The following story was kindly brought to my attention by Ariella Kimmel of the Canadian Federation of Jewish Students. It’s an object lesson in the totalitarian mindset which has taken hold of too many anti-Zionist activists - the same activists who shriek the words “free speech” when their own views are confronted.
The story comes from the University of Ottawa:
A Jewish student group at the University of Ottawa says it was snubbed because of its “relationship to apartheid Israel” when it approached a student-funded social justice group to promote an event.
Hillel, which is part of an international network of Jewish student associations, asked the University of Ottawa Public Interest Research Group (OPIRG) for help to publicize a Nov. 20 speech given by the head of a Ugandan group working on sustainable development projects in the African Jewish community.
Hillel organizers didn’t get a response to their request before the event, but later received an e-mail from the board of directors at the research group, saying it had researched Hillel and decided that though the event “seems very interesting,” the board of directors had decided not to endorse or promote it.
“This decision was made because your organization (Hillel) and its relationship to apartheid Israel,” said the e-mail. “Zionist Ideology does not fit within OPIRG’s mandate of human right’s (sic), social justice.”
Public Interest Research Groups have been created on campuses across North America since they were founded in 1971 by political activist Ralph Nader. The University of Ottawa’s was created by a student referendum in 1977 that gave the group 75-per-cent support.
It is funded almost exclusively by a $3.38 annual levy on each student. It is involved in issues ranging from animal rights to lowering tuition and raising awareness of fair trade. Its mandate is to “bring together and build upon a broad-based community dedicated to social, economic, and environmental justice.”

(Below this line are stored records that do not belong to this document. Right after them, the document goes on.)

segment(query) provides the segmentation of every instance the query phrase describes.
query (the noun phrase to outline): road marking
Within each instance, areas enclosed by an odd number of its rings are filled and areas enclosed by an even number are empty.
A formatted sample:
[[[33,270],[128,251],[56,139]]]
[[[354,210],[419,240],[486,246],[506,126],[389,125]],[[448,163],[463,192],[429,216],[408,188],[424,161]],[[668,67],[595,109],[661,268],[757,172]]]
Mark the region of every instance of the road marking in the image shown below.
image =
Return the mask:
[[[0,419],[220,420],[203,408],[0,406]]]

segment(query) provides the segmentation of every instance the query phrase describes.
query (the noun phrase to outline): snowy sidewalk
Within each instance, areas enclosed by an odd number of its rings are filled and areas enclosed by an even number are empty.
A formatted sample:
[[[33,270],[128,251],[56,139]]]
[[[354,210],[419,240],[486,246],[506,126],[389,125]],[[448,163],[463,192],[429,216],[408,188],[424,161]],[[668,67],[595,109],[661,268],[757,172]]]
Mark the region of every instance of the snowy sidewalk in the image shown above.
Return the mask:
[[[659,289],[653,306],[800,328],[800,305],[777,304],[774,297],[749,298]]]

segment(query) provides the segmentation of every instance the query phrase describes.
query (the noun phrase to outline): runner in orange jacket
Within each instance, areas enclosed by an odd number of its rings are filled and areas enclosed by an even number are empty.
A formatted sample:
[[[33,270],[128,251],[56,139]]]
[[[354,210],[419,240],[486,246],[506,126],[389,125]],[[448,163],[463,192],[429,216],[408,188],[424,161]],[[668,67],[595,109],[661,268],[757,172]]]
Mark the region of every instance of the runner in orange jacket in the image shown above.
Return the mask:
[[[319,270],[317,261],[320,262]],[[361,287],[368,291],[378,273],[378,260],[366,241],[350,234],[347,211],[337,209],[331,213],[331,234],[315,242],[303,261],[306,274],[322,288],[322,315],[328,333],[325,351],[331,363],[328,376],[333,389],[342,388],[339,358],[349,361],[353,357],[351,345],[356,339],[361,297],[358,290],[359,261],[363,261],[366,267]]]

The group was the only campus organization to respond to Hillel’s request to promote its event “in such an interesting way,” said Raphael Szajnfarber, the president of Hillel Ottawa, which has members at the University of Ottawa, Carleton University and Algonquin College.
“It’s very disappointing to see a response like that,” he said. “We were also a little bit shocked that they would take such an explicit position.”

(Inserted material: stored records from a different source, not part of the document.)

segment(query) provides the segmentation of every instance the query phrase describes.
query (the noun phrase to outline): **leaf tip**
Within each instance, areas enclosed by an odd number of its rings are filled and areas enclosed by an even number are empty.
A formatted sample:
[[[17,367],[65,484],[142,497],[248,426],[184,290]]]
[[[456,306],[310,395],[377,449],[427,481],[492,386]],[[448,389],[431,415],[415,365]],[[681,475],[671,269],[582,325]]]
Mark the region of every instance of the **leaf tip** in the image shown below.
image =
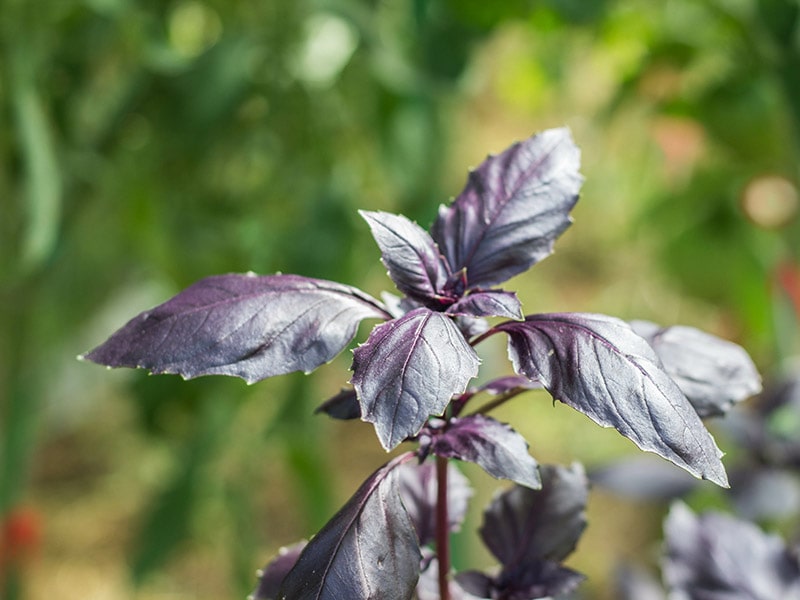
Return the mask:
[[[714,473],[703,474],[703,479],[706,479],[711,483],[715,483],[719,487],[726,490],[731,488],[731,484],[728,481],[728,474],[725,472],[724,467],[719,470],[715,469]]]

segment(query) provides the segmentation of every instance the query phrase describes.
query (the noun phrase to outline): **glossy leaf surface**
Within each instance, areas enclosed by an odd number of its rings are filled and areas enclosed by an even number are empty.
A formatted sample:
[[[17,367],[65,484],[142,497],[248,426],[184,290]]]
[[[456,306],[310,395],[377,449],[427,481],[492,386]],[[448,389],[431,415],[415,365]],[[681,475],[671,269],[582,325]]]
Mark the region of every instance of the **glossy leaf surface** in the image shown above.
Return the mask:
[[[619,319],[585,313],[531,315],[504,323],[518,373],[553,397],[614,427],[642,450],[727,486],[717,448],[653,349]]]
[[[783,540],[729,515],[676,503],[664,526],[675,600],[800,600],[800,562]]]
[[[406,463],[397,469],[397,473],[400,497],[414,524],[417,539],[421,546],[430,544],[436,536],[436,464],[434,461]],[[460,528],[471,496],[472,488],[467,478],[454,464],[448,464],[447,517],[450,531]]]
[[[418,308],[372,330],[354,351],[362,419],[387,450],[440,415],[478,373],[478,356],[453,320]]]
[[[373,473],[311,539],[283,581],[281,600],[411,598],[421,555],[394,471],[406,458]]]
[[[428,232],[402,215],[359,213],[369,223],[381,249],[381,260],[397,289],[421,300],[440,296],[447,271]]]
[[[761,376],[738,344],[683,325],[631,325],[653,347],[701,417],[723,415],[761,391]]]
[[[453,273],[468,287],[491,287],[553,251],[570,225],[582,177],[580,152],[566,129],[551,129],[488,157],[471,171],[431,228]]]
[[[484,415],[451,419],[433,435],[430,452],[480,465],[489,475],[539,488],[539,466],[528,454],[528,442],[505,423]]]
[[[309,372],[339,354],[362,319],[386,319],[363,292],[297,275],[218,275],[143,312],[85,358],[153,373],[248,383]]]

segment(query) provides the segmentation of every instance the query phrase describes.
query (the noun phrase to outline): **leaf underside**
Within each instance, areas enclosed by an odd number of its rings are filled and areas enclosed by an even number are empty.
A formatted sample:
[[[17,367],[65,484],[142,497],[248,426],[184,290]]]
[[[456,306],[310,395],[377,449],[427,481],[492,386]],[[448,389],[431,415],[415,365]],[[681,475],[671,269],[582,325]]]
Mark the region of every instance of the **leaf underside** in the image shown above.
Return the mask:
[[[453,320],[417,308],[379,325],[354,351],[362,419],[387,450],[419,433],[478,373],[479,359]]]
[[[84,358],[152,373],[233,375],[253,383],[310,372],[353,339],[380,302],[346,285],[297,275],[207,277],[143,312]]]
[[[518,373],[642,450],[723,487],[717,448],[647,342],[619,319],[586,313],[531,315],[497,327]]]

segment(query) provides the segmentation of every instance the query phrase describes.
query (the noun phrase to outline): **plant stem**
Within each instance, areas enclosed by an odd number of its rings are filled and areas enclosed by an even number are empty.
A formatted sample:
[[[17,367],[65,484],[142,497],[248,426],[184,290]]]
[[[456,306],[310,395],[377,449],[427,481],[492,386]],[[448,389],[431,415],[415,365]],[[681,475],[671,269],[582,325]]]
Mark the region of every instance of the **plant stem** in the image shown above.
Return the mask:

“There’s the blanket definition of Zionism as a negative thing,” said Mr. Szajnfarber, a fourth-year public affairs student at Carleton.
Hillel believes in “Israel’s right to self-determination, also known as Zionism,” he said.
“Hillel gets about $2,400 a year from the student associations at Carleton and the University of Ottawa. OPIRG gets much more than that. All students have to pay the levies, but OPIRG doesn’t treat all student groups the same way,” Mr. Szajnfarber said.
“Essentially, they have singled us out for our values. We have a problem with that,” he said. “Many students might find that problematic.”
Hillel sponsors a number of events of interest to students outside the Jewish community, he said. Recently, for example, the group sponsored a talk by Rabbi Steven Greenberg, an openly gay Orthodox rabbi, and another by Andreas Pretzel, who was in Ottawa to to talk about the persecution of homosexuals in Germany.
In an e-mail response to the Citizen’s request for an interview, a member of the research group’s board of directors, identified only as “Daniel,” said the group’s board will meet tomorrow night and will have a response available on Thursday.
The board does not have a chair and makes its decisions based on consensus.
“Our position is outlined in that e-mail you have,” he wrote.
Mr. Szajnfarber said Israel Siriri, the speaker Hillel was promoting, was to speak about schools that fed and educated 500 Jewish, Muslim and Christian children studying together.
“It’s a success story” he said. “We felt that it would have interest beyond Jewish students.”
Mr. Szajnfarber said he doesn’t want to link the research group’s e-mail with the campus political correctness controversy that erupted last week when the Carleton University Students’ Association voted to drop cystic fibrosis as the beneficiary of its annual Shinerama fundraiser to look for a more “inclusive” cause.
“I would call it political incorrectness,” he said of the research group’s e-mail. “If that’s politically correct, it’s unfortunate.”


I hope those University of Ottawa students riot in the street. Heads should role at the university, the student union, and this group (whose name I shan’t give the dignity of acknowledging) which holds discrimination within its mandate.
Fight on, Jews and liberty-minded people at the University of Ottawa, fight on.